Israel and India could unleash up to $25 billion in sales in cross-border investments, a report by Dublin-based consultancy Accenture and India’s National Association of Software and Services Companies shows.
The report was released to coincide with the first-ever visit to Israel by an Indian prime minister, Narendra Modi, last week, to mark 25 years of diplomatic ties between the Asian giant and the startup nation.
The study calls for the creation of the Israel India Startup Platform for Innovative Research and Entrepreneurship (or IINSPIRE), a program that will build upon a combination of India’s software talent pool and product development abilities with Israel’s “chutzpah,” hardware engineering talent and deep technology knowledge.
“Israel has built strong capabilities in technology, intelligent systems, defense and cybersecurity, and is setting global standards in areas such as artificial intelligence (AI) and machine learning. India, meanwhile, has a large domestic market, a large public sector, big corporations, strong IT services and an expanding landscape of product start-ups,” the report said.
Combining complementary strengths
“By combining such complementary strengths, the two nations can unlock new value not only for themselves and each other, but also for other economies around the world.”
The mutual benefits that can be reaped are multifold, the report said. Israeli startups can use Indian markets for growth and as a test bed for their technologies, and also can leverage India’s manufacturing and services capabilities along with its huge software talent base.
India can benefit from Israel’s strength in core technologies, and through collaboration the two countries can co-develop cost-effective products that can be sold globally. Sectors such as agriculture, defense, deep technology, healthcare, life sciences and energy stand to benefit the most from such collaborations, the report said.
Some challenges need to be addressed, however. There is an awareness deficit of the strengths and complementary traits of the two countries among the innovation ecosystem of both nations, the report’s survey showed. Only 19% of the survey respondents believe that Indian and Israeli entrepreneurs are fully aware of each other’s strengths. Additionally, only 11% believed that there is enough awareness of opportunities that collaboration could unlock.

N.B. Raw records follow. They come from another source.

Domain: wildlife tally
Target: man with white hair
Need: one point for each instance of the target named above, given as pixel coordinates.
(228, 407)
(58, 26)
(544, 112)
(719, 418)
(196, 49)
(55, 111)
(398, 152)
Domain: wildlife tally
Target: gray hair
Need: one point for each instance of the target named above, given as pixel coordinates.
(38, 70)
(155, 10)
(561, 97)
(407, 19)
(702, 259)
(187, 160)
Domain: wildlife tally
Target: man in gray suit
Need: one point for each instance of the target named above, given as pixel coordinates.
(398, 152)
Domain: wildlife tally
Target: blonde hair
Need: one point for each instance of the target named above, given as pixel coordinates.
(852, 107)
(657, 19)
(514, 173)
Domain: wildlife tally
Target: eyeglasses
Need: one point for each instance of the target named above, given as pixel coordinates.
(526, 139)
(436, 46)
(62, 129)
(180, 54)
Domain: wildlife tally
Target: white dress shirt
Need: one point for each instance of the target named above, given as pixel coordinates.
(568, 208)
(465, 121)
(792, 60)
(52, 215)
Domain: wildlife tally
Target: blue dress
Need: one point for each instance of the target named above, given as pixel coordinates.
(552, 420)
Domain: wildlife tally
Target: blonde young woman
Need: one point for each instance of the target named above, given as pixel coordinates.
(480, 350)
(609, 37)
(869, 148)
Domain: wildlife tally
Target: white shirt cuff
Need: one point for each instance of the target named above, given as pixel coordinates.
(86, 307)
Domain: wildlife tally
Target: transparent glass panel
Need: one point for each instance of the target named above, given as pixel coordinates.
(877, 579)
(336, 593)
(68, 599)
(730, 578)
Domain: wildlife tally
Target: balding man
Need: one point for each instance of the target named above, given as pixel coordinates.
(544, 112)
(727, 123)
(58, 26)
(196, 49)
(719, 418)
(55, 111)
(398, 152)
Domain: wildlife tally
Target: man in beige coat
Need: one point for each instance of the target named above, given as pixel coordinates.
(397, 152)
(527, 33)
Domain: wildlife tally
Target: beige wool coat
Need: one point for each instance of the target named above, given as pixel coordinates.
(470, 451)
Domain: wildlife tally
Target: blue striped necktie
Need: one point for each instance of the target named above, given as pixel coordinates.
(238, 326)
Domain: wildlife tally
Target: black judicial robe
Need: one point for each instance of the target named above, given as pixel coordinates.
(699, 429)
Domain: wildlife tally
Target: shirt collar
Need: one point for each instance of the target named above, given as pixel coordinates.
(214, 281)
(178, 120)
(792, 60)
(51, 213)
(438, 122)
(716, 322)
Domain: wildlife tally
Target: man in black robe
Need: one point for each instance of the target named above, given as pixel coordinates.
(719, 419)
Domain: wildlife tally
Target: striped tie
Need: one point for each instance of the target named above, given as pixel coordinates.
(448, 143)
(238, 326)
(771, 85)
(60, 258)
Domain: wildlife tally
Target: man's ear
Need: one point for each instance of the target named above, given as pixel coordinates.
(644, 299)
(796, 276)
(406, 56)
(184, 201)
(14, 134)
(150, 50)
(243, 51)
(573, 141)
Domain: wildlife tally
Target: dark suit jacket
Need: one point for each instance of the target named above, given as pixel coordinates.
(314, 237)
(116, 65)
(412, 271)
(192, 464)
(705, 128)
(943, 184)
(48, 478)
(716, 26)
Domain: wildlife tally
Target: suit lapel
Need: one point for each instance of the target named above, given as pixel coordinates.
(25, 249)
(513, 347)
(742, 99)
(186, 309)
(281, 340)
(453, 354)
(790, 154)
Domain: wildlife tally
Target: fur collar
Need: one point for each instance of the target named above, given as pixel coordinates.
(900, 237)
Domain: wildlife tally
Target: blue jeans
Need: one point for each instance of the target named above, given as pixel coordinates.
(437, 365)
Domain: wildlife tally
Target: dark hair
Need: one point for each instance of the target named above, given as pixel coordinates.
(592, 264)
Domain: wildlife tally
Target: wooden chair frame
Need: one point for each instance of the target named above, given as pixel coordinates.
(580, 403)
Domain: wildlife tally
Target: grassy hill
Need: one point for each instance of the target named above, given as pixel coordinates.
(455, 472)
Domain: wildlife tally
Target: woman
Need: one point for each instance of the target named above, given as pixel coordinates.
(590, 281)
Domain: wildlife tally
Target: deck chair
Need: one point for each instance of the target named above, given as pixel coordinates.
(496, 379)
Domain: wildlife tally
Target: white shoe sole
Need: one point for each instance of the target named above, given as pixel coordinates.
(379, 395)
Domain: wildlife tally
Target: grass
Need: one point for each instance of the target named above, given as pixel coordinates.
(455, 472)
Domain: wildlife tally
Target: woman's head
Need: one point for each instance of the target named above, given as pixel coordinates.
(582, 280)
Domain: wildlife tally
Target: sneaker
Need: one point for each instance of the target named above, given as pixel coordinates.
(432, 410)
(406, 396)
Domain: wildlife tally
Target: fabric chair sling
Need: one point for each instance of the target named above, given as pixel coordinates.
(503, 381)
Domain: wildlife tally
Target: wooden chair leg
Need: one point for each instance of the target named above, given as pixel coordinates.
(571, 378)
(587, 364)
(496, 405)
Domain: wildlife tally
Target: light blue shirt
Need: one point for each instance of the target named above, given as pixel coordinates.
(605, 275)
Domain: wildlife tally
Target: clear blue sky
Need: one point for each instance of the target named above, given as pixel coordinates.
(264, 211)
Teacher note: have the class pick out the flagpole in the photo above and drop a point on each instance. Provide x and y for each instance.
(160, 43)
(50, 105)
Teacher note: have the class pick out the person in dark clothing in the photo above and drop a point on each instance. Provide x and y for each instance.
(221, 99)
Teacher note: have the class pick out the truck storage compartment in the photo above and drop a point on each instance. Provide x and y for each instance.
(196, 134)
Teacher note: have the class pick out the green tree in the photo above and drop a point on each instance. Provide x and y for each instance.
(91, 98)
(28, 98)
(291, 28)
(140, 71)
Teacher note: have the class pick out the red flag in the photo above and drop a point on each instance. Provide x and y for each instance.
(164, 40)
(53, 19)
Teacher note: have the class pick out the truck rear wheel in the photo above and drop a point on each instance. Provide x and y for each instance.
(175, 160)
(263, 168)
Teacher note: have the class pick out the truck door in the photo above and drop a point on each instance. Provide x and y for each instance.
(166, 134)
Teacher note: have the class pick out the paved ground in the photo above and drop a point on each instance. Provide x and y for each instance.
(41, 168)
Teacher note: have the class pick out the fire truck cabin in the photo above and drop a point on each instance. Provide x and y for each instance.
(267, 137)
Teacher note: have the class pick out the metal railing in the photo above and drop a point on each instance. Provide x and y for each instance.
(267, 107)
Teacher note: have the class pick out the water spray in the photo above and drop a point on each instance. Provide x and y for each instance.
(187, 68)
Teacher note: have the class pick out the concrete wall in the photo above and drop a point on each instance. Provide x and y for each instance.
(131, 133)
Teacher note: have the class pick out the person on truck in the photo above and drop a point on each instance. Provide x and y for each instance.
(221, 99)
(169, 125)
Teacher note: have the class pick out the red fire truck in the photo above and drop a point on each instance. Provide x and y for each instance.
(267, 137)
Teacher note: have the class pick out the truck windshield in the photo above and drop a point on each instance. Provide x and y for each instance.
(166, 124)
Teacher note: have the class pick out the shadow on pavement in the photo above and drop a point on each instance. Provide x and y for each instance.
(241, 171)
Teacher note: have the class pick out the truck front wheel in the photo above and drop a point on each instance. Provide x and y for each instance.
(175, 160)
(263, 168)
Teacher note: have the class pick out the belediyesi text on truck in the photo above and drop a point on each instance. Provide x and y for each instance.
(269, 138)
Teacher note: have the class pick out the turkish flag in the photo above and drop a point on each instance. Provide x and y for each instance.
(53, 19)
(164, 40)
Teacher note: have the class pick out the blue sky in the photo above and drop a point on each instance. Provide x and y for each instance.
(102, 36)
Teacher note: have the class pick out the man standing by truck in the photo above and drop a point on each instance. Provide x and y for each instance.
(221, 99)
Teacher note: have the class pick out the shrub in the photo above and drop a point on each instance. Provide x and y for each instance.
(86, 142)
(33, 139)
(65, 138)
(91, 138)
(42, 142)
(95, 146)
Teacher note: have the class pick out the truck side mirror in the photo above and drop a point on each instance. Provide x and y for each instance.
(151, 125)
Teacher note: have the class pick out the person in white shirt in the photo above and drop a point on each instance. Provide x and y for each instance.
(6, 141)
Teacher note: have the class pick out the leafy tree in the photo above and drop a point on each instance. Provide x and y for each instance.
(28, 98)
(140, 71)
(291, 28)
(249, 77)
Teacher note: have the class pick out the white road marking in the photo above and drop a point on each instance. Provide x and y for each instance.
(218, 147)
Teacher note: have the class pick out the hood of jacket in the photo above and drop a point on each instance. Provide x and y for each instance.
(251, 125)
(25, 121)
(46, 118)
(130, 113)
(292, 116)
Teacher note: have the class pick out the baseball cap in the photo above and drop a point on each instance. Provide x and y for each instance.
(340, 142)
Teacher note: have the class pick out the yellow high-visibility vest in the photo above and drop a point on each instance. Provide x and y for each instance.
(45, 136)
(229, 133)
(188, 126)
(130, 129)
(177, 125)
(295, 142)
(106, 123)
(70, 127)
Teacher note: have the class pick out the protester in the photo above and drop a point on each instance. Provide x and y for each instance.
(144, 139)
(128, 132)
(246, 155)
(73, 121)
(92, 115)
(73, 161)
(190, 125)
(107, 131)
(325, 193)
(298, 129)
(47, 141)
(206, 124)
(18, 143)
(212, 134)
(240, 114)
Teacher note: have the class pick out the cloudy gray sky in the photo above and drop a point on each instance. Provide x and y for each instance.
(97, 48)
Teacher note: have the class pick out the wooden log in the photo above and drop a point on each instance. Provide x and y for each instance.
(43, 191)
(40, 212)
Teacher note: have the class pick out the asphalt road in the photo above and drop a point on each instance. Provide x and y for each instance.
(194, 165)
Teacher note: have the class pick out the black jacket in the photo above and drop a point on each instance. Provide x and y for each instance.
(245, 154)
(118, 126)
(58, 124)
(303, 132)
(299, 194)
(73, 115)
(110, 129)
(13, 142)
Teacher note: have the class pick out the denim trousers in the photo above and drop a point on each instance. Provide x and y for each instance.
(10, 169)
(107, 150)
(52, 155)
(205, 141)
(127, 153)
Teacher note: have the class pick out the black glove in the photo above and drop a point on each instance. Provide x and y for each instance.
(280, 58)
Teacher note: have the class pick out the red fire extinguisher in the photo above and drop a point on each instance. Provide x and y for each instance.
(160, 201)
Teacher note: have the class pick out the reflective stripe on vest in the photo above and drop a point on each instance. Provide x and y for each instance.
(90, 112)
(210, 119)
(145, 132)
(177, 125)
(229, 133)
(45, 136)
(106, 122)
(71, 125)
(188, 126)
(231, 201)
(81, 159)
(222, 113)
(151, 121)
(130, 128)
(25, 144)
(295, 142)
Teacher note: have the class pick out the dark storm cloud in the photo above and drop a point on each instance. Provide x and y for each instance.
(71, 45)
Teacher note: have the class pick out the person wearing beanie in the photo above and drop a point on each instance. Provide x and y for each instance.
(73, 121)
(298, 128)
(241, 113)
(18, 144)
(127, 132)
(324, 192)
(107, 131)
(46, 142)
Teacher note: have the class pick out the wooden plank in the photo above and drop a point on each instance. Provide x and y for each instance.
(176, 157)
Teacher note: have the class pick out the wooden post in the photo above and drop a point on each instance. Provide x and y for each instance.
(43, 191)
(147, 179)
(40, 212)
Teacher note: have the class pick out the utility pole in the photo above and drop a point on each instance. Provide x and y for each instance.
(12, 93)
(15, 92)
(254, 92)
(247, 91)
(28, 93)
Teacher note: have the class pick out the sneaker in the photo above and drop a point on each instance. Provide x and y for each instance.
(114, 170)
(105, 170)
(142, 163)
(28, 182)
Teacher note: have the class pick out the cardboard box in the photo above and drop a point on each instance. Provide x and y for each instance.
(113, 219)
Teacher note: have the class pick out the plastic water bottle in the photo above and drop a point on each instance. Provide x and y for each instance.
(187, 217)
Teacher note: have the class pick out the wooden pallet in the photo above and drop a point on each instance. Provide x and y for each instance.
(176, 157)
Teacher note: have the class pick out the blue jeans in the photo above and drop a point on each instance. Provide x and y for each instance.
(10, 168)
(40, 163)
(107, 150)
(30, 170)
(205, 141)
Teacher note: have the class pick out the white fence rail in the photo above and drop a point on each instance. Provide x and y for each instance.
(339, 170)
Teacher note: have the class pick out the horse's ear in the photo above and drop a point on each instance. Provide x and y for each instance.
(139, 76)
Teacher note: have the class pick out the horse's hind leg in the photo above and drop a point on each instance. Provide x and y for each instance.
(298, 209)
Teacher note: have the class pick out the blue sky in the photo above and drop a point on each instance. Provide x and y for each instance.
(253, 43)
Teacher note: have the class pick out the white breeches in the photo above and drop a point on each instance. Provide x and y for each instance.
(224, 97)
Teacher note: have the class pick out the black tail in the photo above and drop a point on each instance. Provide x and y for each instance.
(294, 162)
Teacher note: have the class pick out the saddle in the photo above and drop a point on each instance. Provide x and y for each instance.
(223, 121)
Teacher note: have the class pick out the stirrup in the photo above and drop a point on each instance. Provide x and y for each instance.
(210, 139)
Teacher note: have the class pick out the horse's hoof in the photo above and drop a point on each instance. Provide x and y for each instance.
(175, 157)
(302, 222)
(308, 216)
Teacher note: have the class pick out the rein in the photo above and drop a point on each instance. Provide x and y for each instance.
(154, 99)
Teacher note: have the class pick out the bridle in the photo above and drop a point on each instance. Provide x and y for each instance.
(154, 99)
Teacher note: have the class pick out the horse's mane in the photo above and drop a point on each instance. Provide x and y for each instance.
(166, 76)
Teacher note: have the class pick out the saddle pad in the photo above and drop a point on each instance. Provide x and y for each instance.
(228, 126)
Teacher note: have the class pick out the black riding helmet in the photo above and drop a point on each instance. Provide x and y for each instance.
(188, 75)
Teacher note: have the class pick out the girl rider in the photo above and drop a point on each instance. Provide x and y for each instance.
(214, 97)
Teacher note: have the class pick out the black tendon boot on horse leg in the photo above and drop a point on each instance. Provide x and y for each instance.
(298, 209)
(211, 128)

In addition, Israeli and Indian entrepreneurs must adapt to the different decision making, management and communication styles, and products need to be tailored to suit the local market.
The report call for a systematic approach and an institutionalized framework to make the most of India’s and Israel’s complementary strengths.
It recommends key steps for realizing what the study calls Vison 25/25: develop deep-tech R&D corridors across India and Israel — chains of connected technology parks that support innovation in sectors that India and Israel consider high priority; set up an Indo-Israel exchange program for students and innovators to create a better cultural understanding among the two ecosystems; set up programs that boost mutual awareness; and trust and define the right procurement policies.
During Modi’s visit, Israel and India signed an accord on July 4 to set up the “Israel-India Innovation Initiative Fund,” which aims to foster technological cooperation between the two countries, leveraging the technological strengths of both nations. Each country will allocate $4 million per year over a five-year period for the fund’s activities, for a combined total of $40 million, according to a statement by the Israel Innovation Authority, which will run the fund on behalf of Israel.
Raghav Narsalay, managing director at Accenture Research, told The Times of Israel that the innovation initiative fund that was set up last week is a step in the right direction, and “can in fact pick up some of the ideas that we want to work upon in the context of the framework and move ahead.”
The Accenture/NASSCOM report was based on discussions with 57 entities of the technology ecosystems of both nations, including startups, education institutes, large businesses, government officials and VC funds, the report said.